The three things you need to know this week: Saudi drone strike takes out five percent of global crude output, repo markets sneeze and the Fed cuts rates.
Global Growth: The OECD lowered its 2019 global growth forecast again in September, to 2.9% from 3.2%, after downgrading the growth outlook four months ago. The 2020 growth forecast was lowered to 3% from 3.4%. The OECD argued weaker growth prospects reflect escalating trade policy tensions that are taking a toll on confidence and investment, adding to policy uncertainty and weighing on risk sentiment in financial markets. While monetary policy is expected to remain accommodative in advanced economies, the OECD called for more fiscal policy support.
Repo Squeeze: A scarcity of cash caused overnight repo levels to spike earlier in the week. While elevated overnight repo levels typically occur near quarter-end or year-end when dealer balance sheets are constrained, there were a confluence of events this week that led to the volatility. The main drivers were a corporate tax payment whereby money market investments that matured on the day the taxes were due were liquidated to pay the tax bill and not reinvested. At the same time, a significant amount of new issue Treasuries settled requiring cash to fund the purchases. The combined effect was a scarcity of cash in the system, which caused repo rates to spike. The Fed responded by injecting liquidity into the system and lowering the IOER and overnight repurchase rate by 30 bps at the Wednesday FOMC meeting to alleviate money-market strains.

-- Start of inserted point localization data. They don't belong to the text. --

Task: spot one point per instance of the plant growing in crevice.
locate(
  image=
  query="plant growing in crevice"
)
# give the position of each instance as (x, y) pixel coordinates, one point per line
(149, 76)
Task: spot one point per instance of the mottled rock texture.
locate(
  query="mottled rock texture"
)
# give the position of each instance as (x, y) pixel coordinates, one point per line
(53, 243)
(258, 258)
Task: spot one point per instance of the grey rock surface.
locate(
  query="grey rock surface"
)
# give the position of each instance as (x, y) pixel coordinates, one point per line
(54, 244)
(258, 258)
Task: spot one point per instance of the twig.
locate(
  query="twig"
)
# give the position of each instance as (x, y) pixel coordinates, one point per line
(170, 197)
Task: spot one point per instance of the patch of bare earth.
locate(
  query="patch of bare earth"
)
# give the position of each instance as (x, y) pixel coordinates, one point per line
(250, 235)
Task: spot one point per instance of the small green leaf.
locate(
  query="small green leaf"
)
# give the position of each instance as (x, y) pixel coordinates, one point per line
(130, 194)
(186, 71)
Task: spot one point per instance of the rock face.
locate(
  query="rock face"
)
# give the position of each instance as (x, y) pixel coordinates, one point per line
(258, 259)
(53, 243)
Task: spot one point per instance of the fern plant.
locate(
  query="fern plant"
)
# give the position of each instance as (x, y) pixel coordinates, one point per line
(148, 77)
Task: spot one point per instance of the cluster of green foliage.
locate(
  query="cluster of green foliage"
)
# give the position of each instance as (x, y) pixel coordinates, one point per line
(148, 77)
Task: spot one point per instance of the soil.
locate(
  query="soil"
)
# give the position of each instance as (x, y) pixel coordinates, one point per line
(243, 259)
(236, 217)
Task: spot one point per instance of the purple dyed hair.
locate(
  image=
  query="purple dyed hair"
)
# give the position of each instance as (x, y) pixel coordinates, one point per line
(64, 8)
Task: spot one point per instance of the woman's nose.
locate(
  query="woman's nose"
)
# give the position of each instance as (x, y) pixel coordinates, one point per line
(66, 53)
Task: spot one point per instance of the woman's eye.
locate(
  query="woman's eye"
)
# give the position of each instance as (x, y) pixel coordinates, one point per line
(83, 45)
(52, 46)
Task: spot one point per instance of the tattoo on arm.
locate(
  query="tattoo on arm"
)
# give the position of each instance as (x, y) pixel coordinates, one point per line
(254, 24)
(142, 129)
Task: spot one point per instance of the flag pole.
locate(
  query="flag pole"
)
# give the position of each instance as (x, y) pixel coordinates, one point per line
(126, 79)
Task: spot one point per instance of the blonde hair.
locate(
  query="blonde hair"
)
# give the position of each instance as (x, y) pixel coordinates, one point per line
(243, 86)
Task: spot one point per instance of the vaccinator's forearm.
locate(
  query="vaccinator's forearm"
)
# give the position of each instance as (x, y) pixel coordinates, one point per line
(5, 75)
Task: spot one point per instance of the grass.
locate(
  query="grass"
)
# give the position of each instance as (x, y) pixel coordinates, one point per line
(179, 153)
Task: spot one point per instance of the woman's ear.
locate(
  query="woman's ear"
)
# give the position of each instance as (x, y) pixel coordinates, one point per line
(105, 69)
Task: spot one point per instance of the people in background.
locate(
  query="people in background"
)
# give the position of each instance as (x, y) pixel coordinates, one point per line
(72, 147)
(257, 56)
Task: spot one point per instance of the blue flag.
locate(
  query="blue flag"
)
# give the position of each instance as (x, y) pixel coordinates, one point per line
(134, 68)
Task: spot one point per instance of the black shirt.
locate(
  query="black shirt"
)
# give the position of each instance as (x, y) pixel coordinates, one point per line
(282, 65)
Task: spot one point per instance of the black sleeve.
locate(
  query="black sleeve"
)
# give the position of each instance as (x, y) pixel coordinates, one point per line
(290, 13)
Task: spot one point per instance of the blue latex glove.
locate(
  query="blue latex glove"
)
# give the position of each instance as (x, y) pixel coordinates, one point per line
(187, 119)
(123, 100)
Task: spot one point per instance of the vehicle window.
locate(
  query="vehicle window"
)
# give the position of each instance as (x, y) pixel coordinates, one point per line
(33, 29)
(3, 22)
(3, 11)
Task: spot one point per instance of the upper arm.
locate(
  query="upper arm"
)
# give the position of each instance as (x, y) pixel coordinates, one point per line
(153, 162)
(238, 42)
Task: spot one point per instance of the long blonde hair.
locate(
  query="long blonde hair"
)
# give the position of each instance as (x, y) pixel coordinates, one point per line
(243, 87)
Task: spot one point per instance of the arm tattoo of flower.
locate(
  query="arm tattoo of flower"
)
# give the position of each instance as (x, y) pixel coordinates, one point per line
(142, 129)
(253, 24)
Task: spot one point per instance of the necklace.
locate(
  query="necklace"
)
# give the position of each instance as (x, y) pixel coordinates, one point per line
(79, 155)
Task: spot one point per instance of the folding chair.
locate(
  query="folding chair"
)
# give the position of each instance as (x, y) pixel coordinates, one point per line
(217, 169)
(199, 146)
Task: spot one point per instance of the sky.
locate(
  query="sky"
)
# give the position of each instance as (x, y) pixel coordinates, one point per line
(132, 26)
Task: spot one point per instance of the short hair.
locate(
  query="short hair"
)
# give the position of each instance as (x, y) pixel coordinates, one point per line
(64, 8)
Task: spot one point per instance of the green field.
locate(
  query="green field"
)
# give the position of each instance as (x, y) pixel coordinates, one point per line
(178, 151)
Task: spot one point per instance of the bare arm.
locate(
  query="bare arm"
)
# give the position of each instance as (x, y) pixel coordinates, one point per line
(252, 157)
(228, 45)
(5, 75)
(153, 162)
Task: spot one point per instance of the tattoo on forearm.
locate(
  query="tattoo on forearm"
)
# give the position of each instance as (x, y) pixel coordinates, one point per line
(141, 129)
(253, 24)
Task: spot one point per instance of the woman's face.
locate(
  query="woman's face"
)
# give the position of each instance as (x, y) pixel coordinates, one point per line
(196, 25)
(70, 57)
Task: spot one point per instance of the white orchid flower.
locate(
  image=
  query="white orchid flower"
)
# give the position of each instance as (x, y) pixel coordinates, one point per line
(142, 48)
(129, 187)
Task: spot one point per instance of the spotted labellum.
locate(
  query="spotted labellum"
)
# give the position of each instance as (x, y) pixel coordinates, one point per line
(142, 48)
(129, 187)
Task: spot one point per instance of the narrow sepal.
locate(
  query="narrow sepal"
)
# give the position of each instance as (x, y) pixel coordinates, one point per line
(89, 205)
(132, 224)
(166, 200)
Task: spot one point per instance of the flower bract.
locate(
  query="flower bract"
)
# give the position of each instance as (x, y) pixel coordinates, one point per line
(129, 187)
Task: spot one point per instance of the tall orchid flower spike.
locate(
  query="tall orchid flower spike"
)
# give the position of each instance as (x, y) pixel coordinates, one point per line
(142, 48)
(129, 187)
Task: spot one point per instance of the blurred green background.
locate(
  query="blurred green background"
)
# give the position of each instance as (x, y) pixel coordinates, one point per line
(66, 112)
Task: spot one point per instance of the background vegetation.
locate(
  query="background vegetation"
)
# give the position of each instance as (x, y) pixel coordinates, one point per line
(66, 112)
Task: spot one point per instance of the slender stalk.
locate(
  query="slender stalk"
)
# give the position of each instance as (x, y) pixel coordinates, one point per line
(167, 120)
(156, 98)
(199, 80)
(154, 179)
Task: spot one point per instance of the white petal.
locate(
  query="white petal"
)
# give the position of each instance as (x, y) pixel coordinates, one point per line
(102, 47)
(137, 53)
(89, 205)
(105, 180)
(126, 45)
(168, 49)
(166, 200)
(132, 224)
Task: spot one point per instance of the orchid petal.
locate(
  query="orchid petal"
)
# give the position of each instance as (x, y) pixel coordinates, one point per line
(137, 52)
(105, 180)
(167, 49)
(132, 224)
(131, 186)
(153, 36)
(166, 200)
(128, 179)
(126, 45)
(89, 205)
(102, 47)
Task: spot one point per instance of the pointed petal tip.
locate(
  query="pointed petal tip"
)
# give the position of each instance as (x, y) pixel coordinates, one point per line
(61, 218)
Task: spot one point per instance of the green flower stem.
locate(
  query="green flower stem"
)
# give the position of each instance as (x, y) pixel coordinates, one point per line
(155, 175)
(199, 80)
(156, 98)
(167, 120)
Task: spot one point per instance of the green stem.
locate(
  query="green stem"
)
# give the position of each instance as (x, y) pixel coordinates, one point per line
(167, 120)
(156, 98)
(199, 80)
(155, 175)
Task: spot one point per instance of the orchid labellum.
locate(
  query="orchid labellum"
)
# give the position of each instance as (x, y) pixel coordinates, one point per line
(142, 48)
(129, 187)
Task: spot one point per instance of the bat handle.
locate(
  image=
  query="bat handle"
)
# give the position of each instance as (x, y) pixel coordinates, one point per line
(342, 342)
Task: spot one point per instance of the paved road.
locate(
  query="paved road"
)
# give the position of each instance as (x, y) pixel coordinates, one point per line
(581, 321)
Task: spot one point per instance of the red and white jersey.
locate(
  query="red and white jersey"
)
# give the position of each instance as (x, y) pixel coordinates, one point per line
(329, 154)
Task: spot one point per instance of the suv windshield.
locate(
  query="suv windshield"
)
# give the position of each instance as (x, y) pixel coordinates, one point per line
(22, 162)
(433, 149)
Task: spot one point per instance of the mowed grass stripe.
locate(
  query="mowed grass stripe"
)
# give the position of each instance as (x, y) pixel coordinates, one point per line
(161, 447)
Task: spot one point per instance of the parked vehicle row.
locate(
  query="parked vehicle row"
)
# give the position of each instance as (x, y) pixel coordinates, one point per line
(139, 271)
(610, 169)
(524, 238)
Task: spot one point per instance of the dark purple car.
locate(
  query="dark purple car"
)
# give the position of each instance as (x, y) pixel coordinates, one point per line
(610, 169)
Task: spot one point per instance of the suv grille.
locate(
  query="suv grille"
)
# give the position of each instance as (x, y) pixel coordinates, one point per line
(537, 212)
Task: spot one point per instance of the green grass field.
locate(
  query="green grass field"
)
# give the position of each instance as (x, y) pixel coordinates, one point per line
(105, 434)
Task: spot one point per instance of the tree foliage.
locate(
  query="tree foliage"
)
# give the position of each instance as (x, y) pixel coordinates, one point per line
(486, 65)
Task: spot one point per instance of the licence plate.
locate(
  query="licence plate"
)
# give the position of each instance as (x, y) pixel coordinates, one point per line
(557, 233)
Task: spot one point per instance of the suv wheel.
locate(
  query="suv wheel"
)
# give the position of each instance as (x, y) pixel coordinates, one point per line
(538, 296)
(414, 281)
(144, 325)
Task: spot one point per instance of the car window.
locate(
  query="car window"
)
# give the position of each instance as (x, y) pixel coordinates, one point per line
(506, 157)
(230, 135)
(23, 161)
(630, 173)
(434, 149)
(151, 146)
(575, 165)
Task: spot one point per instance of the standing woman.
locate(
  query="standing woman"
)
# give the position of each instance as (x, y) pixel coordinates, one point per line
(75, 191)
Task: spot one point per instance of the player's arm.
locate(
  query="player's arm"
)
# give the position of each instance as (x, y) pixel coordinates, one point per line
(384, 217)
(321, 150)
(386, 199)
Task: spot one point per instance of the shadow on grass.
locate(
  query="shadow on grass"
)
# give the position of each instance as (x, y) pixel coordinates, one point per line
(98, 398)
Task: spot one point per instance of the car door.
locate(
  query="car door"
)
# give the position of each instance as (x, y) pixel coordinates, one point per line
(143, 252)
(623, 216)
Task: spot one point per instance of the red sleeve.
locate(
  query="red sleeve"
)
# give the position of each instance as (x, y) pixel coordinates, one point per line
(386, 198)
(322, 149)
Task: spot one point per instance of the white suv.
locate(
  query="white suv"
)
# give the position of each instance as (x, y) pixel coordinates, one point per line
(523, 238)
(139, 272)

FOMC Meeting: The Fed cut the funds rate by 25 bps to a range of 1.75%—2.00%, as expected. The policy statement was little changed, although the vote was 7—3 to lower rates, with two members preferring no cut and one member seeking a 50 bps cut. The updated dot plot shows no further rate cuts for 2019 and 2020. Despite concern about the growth outlook, the median GDP projection for 2019 increased .1 to 2.2%, while the inflation target of 2% is not expected to be reached until 2021. The tone of the press conference was not as dovish as the market wanted, but Fed Chairman Jerome Powell said more extensive cuts may be needed if the economy weakens.